If residents don’t change the filters, stop trying to prove to residents that it is their responsibility to change the filter. As one landlord advises, “That dirty filter is ruining YOUR A/C system. If you, or your resident, do not change it, this will cause a premature and very costly failure that can end up costing far more than the tenant will/can pay.

This is a question that is often asked by real estate investors, especially those who started with single family rentals, and want to know what they are missing.  One landlord who owns both single family and multi-units gave the following assessment based at a half dozen or so different factors.
“I own both Single Family Homes (SFHs) and multi units or “plexes”.  There are pluses and minuses to each type of property. Here are the few I’ve experienced:

1) SFH – the one tenant doesn’t compare rents to what the other renters are paying.

2) SFH  – no one should expect you to do anything about “the noisy or problem neighbors” unlike a plex where the neighbors are also your tenants.

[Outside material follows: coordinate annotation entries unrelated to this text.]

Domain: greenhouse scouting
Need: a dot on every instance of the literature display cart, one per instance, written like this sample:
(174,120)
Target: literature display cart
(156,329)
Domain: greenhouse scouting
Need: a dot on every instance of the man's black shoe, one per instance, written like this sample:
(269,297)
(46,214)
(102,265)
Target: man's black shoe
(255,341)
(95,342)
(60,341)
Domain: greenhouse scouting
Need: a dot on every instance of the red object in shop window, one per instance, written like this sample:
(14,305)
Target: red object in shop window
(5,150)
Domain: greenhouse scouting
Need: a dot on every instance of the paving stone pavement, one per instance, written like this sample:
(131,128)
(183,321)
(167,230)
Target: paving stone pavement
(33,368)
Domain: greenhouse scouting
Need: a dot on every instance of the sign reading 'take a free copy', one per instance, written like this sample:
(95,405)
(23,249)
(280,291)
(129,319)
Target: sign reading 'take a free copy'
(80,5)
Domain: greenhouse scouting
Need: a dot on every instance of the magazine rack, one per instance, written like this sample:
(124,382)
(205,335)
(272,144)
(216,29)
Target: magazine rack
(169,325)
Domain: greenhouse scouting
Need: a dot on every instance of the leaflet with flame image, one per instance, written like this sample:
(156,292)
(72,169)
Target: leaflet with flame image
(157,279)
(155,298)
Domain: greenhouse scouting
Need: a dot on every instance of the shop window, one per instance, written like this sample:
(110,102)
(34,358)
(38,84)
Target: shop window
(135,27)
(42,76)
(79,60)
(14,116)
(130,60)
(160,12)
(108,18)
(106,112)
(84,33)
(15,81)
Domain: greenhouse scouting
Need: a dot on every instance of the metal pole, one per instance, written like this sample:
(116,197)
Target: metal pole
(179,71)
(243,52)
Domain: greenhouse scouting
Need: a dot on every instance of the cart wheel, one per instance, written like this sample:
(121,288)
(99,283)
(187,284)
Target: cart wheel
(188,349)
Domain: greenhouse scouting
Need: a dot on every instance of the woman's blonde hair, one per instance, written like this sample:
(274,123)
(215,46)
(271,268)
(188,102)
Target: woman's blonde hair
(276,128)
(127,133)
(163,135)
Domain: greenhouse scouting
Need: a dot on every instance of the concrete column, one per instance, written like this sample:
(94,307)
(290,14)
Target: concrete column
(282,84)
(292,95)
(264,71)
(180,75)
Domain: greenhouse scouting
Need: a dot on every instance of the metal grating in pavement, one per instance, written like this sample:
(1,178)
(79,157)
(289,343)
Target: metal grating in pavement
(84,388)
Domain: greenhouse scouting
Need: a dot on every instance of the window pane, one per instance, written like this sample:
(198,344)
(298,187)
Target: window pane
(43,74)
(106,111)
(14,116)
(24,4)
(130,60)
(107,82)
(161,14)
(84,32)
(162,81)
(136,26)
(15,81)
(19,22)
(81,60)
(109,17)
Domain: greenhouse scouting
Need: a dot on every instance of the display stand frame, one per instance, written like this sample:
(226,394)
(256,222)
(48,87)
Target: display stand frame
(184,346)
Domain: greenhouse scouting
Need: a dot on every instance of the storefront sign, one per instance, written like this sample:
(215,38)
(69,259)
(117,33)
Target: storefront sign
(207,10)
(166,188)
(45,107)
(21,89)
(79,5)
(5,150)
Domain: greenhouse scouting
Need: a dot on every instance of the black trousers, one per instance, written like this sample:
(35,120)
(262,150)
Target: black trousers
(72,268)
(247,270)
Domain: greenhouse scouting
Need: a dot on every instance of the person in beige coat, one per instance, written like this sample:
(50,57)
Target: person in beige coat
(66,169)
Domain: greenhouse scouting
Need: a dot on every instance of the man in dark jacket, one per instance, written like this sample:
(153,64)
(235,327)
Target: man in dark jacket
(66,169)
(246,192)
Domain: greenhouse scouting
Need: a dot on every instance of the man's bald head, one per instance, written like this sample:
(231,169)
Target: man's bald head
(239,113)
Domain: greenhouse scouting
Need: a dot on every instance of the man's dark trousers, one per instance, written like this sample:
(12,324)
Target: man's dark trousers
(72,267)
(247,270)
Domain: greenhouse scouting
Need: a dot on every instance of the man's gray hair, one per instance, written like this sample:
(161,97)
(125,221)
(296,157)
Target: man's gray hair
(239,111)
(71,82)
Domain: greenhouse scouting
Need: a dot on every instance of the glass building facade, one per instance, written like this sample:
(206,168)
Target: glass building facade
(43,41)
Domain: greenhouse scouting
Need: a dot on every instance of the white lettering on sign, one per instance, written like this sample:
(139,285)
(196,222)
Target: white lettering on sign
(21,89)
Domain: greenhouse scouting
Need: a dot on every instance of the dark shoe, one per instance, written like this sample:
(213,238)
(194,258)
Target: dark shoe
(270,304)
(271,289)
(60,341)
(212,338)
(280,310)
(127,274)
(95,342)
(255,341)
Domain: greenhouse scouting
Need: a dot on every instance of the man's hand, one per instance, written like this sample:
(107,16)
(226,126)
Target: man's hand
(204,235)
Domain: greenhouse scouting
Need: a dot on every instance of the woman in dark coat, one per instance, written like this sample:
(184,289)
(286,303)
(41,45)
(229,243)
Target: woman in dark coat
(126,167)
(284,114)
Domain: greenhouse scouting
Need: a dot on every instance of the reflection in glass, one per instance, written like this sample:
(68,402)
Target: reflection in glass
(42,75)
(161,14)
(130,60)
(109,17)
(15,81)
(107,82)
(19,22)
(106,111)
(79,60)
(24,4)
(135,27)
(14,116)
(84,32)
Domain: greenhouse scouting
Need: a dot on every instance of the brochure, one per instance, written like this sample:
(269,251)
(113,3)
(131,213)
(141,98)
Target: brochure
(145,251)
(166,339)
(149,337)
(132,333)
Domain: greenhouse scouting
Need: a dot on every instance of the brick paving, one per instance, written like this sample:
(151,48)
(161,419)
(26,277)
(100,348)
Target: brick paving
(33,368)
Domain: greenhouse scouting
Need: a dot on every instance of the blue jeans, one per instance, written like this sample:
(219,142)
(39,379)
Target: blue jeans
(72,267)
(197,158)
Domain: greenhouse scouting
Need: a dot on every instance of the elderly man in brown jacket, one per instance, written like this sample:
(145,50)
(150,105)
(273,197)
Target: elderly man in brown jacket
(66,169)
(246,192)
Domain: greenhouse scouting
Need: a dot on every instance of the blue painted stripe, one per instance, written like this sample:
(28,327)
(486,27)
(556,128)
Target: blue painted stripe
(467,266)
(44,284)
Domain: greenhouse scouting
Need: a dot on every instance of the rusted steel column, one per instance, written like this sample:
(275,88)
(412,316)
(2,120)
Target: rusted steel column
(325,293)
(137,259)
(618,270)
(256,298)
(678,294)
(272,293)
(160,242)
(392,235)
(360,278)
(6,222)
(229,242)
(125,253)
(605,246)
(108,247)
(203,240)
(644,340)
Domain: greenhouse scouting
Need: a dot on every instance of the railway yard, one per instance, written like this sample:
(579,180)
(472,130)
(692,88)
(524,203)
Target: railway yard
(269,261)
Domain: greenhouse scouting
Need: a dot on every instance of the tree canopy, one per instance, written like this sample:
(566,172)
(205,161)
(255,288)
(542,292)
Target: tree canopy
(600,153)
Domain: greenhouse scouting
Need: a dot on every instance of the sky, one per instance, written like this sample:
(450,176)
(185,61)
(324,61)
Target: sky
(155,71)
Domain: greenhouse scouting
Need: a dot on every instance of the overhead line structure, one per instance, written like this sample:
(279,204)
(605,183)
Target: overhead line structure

3) SFH – easier to schedule work on since you only have to coordinate with ONE set of tenants vs. two. Can’t go into unit A of a PLEX at 6 AM Saturday morning to swing a hammer if tenant in unit B sleeps until 9 AM unless you work it out.

4) SFH – tenant usually responsible for their own utilities, lawn care and is not as quick to look to the landlord for a lot of the minor upkeep.

5) PLEX – you often have some shared utilities, especially in the older style buildings. Landlord is often responsible for paying those utilities.  Be sure to calculate in cost to split water/sewer, etc., if practical.

6) PLEX – usually cheaper to insure PER UNIT. Example, I have two 2-bed houses that cost about $350 a year each. I have a duplex with two 2-bed units, cost is $500 per year for the same $$$ coverage and liability. $200 savings.

7) PLEX – costs to buy is cheaper per unit. Closing costs for 2 houses are more than for 1 duplex. Two houses have two sets of closing fees, recording fees, title search and insurance, etc.

8) PLEX – if you upgrade one side, they will talk to the other side. Other side may now demand the same upgrade.

9 PLEX – usually cheaper to maintain because of economies of scale. For example, only one roof for multiple units. And when sending over someone for maintenance calls, can respond to several service requests all at the same time, all in one location for a lower per unit cost.  General rule of thumb: Operating cost per unit decreases as number of unit increases.